Pour qui voter ? La question s’est posée à ma petite personne depuis l’annonce faite par notre honorable dirigeant. Après le Metro Express et l’éventualité évoquée d’une hausse de la pension comme une promesse, beaucoup semblent perdus. Serait-ce de trop beaux cadeaux destinés à influencer les pauvres votants ? Combien resteront fidèles à leurs habitudes électorales ? Continuité ou rupture ? On le saura bientôt.

Chacun d’entre nous devra agir selon son âme et conscience dans la solitude feutrée de l’isoloir. Cependant, l’imminence des urnes pourrait avoir coupé l’herbe sous les pieds des indécis. La riposte fera fort en vue de convaincre pour s’avérer efficace. Ce sera une guéguerre entre éléphants et néophytes. Vous avez dit programme contre programme ? Ne rêvons pas trop.

Que faire d’autre lorsque la stratégie communale est affinée ? Elle consiste entre autres à placer des candidat(e)s selon la carte ethnique des circonscriptions. L’astuce en 2019 est de faire appel à des voix connues, mises au service du parti, plutôt que de convaincre par un manifeste visionnaire. Cela semble un tantinet populiste. Même si chacun est libre d’entrer subitement en politique pour mieux servir le pays.

C’est bien connu : un jour est un bien long moment en politique. Tout peut basculer du tout au tout, malgré les beaux discours tenus pour la galerie. C’est aussi vrai que les alliances sont contractées sans aucune considération idéologique. Nos politiques ne s’en encombrent pas pour faire campagne.

Tous prônent une vision similaire de l’économie et du social. Les candidats à la députation sont choisis selon une logique communale afin que sak zako protez so montagn. C’est hélas toujours vrai après plus de 50 ans d’indépendance. Aussi deviendrait-on ministre selon la représentation ethnique, qui aurait pour but de démontrer que toutes les communautés sont représentées au Cabinet.

Cette logique communale avait un sens dans le passé. Nous en sommes aujourd’hui à la génération Z (celle qui a toujours connu Internet). Et quel choix proposons-nous à cette génération connectée et soucieuse du climat surchauffé de demain ? Espérons, pour elle, qu’elle sera épargnée par l’hydre du communalisme et délivrée de la mentalité rétrograde qui perdure dans la pensée de leurs parents. Elle a droit à des candidats valables et non à quelques individus intéressés, désireux de s’essayer à une carrière en politique, ou à de gentils personnages qui n’auraient jamais dû céder à la tentation.

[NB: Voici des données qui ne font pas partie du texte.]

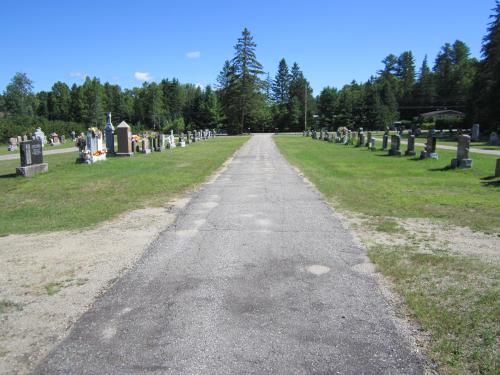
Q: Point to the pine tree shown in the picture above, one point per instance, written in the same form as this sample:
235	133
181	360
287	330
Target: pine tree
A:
18	96
281	83
486	92
242	96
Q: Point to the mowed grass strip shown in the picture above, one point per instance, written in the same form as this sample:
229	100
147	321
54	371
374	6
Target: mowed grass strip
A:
73	196
375	184
456	299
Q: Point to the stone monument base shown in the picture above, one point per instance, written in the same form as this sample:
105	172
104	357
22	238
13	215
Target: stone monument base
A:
432	155
461	163
31	170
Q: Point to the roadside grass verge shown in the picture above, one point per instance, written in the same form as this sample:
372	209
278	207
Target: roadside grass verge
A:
454	298
375	184
73	196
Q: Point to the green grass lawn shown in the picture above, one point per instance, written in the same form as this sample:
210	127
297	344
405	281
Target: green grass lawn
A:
72	196
379	185
455	298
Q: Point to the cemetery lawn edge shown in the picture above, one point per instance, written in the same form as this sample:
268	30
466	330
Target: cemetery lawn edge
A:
453	298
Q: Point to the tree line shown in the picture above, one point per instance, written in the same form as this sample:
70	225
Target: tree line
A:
246	98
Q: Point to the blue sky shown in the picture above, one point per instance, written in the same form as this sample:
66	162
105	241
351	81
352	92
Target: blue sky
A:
126	42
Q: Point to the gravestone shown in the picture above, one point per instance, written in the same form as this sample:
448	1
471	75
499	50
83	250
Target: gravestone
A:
475	132
493	138
124	137
430	148
94	150
361	139
372	144
54	139
110	135
12	144
160	142
410	147
40	135
462	160
395	145
31	159
146	148
385	139
354	138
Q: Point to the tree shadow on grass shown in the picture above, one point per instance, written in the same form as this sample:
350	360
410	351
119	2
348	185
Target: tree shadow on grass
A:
9	175
487	181
443	169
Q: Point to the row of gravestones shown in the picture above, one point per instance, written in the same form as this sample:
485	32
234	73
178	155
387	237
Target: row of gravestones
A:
54	140
91	145
358	139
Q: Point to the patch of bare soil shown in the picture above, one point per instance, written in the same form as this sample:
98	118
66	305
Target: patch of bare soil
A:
48	280
429	236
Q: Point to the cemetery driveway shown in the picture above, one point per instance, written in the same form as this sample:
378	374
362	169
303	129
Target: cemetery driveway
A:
256	276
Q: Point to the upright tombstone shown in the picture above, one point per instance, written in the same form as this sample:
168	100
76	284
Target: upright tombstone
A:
31	159
347	138
385	139
430	148
40	135
145	147
372	144
94	150
12	144
354	138
475	132
368	139
110	135
410	146
124	135
493	138
395	145
462	160
160	142
361	138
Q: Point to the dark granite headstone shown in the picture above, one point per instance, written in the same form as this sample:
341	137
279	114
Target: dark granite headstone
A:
31	153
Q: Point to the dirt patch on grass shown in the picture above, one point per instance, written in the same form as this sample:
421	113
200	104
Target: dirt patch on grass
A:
427	235
49	280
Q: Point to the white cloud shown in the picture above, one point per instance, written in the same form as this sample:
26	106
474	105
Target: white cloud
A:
142	76
193	55
79	75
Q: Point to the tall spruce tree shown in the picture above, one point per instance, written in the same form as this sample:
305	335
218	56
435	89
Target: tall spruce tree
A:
281	83
485	99
244	85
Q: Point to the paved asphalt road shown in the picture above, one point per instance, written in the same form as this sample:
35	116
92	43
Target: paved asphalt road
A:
256	276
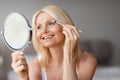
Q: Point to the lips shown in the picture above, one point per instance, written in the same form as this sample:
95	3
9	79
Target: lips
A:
47	37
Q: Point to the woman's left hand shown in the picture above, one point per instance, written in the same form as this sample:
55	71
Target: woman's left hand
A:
71	38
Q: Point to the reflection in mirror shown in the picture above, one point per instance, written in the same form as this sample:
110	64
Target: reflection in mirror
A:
17	32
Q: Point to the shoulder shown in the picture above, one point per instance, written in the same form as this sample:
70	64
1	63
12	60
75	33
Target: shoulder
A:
87	57
86	66
34	69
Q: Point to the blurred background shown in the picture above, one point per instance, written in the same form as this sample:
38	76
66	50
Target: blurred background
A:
99	21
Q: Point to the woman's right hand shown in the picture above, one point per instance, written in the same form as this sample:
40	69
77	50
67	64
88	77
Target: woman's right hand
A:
19	65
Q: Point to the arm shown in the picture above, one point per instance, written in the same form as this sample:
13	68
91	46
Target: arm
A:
20	65
34	70
71	40
86	67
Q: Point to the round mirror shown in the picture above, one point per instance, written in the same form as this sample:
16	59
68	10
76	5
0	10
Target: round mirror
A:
17	32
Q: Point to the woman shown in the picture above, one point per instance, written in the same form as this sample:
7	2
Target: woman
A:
55	39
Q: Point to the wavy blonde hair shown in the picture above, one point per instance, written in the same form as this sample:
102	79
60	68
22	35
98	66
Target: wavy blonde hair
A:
59	15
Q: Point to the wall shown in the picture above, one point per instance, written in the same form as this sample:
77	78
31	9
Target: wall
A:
98	19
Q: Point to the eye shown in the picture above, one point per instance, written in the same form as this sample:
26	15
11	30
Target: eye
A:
38	27
52	22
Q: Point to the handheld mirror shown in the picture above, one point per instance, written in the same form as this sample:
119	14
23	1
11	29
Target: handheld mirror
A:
17	32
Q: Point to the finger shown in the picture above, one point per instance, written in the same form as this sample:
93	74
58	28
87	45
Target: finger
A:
64	26
20	68
75	30
21	62
17	56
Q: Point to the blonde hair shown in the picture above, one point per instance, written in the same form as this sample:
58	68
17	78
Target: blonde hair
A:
61	16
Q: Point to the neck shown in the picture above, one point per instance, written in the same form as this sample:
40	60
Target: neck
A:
56	55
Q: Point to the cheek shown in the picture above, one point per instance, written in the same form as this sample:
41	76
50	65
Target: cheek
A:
37	35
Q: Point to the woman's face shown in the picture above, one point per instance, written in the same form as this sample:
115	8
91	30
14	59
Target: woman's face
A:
49	33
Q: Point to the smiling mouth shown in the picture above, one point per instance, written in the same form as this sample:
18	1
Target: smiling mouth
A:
47	37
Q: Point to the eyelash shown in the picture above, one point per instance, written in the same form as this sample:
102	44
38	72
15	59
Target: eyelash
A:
49	24
52	22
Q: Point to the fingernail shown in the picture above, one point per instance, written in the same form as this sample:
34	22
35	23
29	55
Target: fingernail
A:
21	52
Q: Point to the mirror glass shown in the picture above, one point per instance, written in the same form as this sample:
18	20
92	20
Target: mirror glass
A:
17	31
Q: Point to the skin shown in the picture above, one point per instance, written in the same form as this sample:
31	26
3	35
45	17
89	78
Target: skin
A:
61	40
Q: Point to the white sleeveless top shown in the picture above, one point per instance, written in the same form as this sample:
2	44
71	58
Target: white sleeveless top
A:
43	71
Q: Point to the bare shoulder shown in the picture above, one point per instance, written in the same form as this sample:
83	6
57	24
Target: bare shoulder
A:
34	69
88	58
86	66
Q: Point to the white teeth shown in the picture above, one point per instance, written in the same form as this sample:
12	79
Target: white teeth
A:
47	37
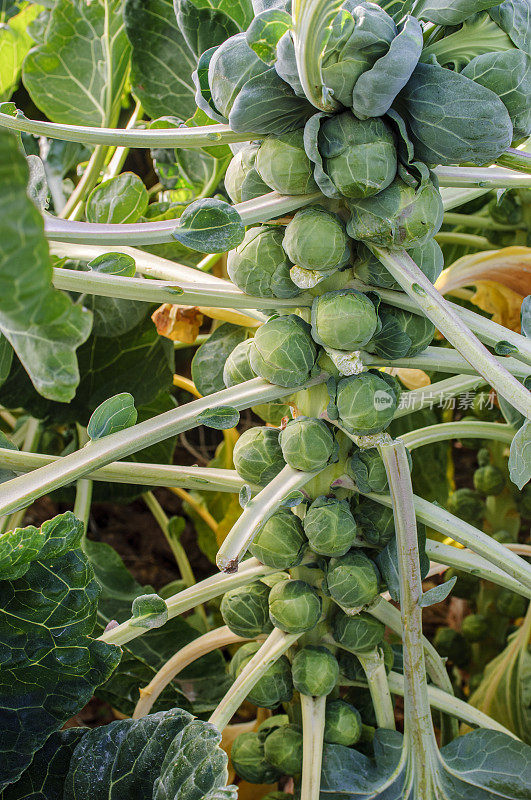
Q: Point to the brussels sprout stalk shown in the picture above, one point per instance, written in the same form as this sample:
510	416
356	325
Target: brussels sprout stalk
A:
313	723
418	287
256	513
276	644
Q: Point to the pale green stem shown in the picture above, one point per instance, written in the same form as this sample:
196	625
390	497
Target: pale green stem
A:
313	723
204	479
276	644
207	589
255	515
419	288
20	491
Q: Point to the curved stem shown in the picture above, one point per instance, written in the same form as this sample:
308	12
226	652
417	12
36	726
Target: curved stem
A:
256	513
14	494
276	644
419	288
220	637
313	722
189	598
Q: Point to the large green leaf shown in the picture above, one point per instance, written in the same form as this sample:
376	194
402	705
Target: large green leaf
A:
77	74
161	61
50	665
40	322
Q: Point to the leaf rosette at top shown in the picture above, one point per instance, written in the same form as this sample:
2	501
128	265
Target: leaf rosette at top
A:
40	322
50	665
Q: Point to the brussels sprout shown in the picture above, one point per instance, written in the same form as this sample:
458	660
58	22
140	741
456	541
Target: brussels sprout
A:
307	444
330	526
283	351
294	606
402	333
344	320
475	627
242	181
510	604
283	750
274	687
281	542
400	216
353	579
342	723
314	671
489	480
359	632
370	269
359	156
242	655
468	505
237	368
247	756
367	469
366	403
316	239
245	609
257	455
259	265
452	645
283	164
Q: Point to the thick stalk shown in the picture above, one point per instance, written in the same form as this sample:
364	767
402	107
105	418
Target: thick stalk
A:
419	288
276	644
220	637
256	514
189	598
14	494
313	722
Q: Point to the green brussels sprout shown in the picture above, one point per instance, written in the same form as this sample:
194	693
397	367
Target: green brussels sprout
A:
353	579
242	181
259	265
475	627
489	480
283	750
283	351
344	320
242	655
314	671
316	239
452	645
307	444
359	156
359	632
367	469
511	605
245	609
366	403
283	165
257	455
468	505
400	216
247	756
281	542
294	606
342	723
370	269
330	526
274	687
402	333
237	367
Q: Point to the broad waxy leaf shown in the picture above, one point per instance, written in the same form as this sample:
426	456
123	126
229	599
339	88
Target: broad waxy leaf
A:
452	119
67	75
161	61
50	665
39	321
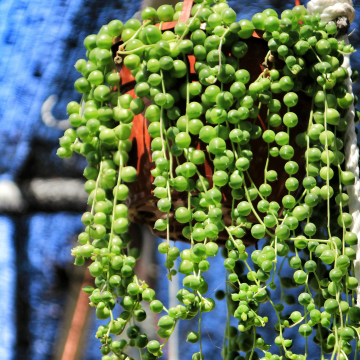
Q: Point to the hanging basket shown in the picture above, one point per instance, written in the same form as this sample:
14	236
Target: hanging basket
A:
142	202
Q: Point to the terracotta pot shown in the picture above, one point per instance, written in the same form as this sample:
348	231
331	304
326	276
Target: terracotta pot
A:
142	202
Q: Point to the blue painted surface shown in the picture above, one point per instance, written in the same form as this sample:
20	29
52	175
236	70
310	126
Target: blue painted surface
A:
39	43
7	281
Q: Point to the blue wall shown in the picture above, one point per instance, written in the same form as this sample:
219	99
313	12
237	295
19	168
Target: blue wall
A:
40	40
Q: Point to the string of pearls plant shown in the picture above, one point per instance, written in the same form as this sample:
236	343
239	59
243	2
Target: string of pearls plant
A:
308	227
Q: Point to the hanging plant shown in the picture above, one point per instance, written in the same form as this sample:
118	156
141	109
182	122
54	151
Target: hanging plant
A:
220	133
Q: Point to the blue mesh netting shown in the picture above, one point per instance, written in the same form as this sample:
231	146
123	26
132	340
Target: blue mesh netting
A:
7	281
49	245
39	43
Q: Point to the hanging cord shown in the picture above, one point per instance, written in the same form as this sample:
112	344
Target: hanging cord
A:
331	10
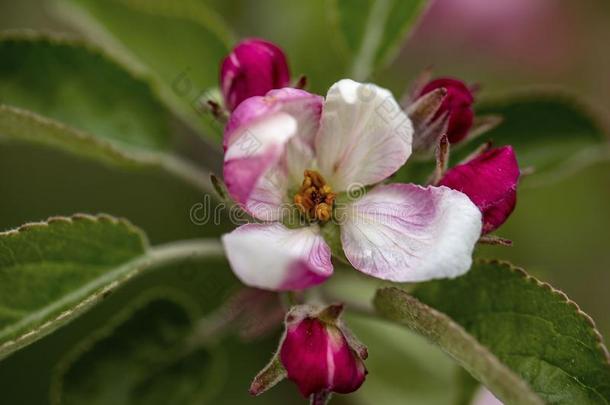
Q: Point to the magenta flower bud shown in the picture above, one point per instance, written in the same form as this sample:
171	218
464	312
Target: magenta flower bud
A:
490	180
320	354
252	69
457	102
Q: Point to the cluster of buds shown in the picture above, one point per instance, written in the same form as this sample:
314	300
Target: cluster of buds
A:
318	353
443	115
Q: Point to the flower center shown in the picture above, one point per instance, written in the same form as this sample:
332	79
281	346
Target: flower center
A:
315	198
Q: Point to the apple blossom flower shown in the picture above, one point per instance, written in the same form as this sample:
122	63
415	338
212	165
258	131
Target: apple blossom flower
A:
457	103
294	149
317	352
254	67
490	180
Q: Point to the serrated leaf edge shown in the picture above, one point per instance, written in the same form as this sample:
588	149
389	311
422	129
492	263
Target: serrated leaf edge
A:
558	293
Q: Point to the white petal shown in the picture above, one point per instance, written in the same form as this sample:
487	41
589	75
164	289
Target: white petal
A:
364	135
273	257
405	232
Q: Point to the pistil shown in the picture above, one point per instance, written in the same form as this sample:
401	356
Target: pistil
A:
315	198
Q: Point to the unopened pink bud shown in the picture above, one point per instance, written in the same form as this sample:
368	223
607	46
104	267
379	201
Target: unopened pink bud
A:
490	180
318	356
458	103
252	69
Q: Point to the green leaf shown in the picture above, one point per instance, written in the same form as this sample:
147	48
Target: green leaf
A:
71	264
373	30
179	44
70	82
403	367
66	94
138	357
552	132
533	329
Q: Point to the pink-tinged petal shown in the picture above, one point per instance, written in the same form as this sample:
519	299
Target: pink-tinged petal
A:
364	135
405	232
317	357
257	156
252	69
490	180
260	141
458	103
304	106
273	257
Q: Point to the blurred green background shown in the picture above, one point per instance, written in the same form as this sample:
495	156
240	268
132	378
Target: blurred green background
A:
561	231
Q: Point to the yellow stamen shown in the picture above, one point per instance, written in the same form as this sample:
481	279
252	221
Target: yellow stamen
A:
315	198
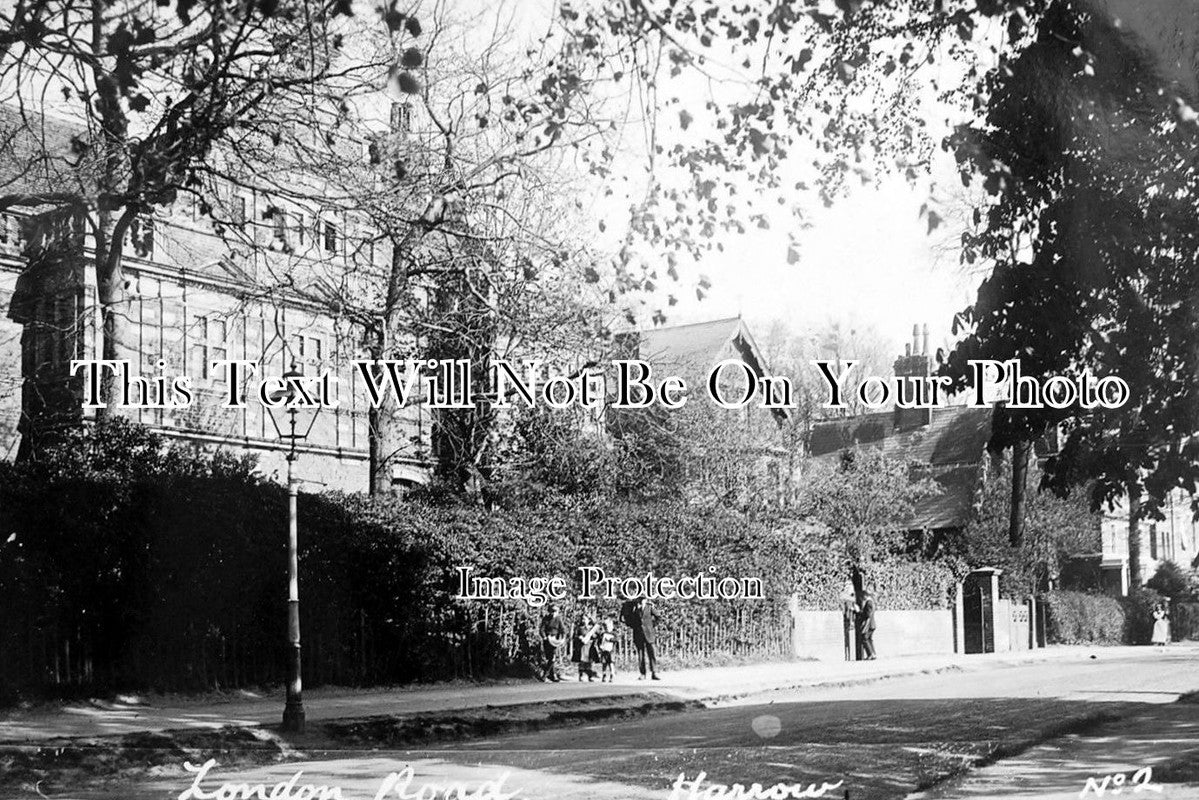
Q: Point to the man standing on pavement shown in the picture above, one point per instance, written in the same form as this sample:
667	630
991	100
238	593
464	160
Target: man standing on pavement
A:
866	624
848	621
553	635
639	615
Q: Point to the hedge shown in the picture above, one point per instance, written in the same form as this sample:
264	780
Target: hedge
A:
1088	618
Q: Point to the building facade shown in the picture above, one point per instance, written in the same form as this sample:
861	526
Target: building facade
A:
197	294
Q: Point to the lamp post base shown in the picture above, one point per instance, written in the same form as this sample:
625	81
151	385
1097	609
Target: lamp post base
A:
293	717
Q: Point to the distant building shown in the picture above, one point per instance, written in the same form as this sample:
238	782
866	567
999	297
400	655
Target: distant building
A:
193	299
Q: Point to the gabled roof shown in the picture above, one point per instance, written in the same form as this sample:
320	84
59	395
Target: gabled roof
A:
693	349
952	447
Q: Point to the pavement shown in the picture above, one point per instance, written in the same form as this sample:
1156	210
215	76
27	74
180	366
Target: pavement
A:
710	686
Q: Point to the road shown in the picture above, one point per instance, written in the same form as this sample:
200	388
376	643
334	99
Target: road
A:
879	740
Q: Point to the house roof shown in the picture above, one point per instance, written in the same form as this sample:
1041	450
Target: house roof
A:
951	447
693	349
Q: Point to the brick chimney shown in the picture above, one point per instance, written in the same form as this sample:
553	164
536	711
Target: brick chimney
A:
915	362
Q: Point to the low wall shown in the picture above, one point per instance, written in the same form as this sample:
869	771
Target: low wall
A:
819	635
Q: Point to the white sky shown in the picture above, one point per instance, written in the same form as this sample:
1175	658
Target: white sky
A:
866	262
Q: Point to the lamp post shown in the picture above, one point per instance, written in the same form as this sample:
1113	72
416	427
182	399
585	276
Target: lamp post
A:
284	398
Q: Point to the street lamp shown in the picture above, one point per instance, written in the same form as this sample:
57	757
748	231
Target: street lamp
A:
284	400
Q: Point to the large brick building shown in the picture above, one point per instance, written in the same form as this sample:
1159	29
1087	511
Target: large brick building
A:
196	296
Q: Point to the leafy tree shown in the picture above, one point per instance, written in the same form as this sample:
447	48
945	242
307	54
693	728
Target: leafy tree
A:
866	503
1090	179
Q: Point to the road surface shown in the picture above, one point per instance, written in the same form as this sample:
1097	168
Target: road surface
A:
880	740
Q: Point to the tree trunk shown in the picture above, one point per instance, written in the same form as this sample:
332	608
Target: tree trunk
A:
1020	452
1136	578
116	334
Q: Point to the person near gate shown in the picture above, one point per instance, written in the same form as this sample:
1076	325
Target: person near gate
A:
866	625
553	635
639	615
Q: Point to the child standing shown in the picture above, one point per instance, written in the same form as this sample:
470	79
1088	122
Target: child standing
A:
607	645
583	649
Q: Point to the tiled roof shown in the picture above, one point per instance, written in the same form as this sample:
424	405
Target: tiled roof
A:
952	446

D’autre part, organiser des élections générales un jour de semaine où se tiennent des examens du SC et du HSC, c’est dire toute l’importance que l’on n’accorde pas à la jeunesse. Il semble flotter des effluves d’immoralité dans l’air, ces derniers temps.

En guise de conclusion, citons le romancier George Orwell : “Un peuple qui élit des corrompus, des renégats, des imposteurs, des voleurs et des traîtres n’est pas victime ! Il est complice.” Une pensée à méditer.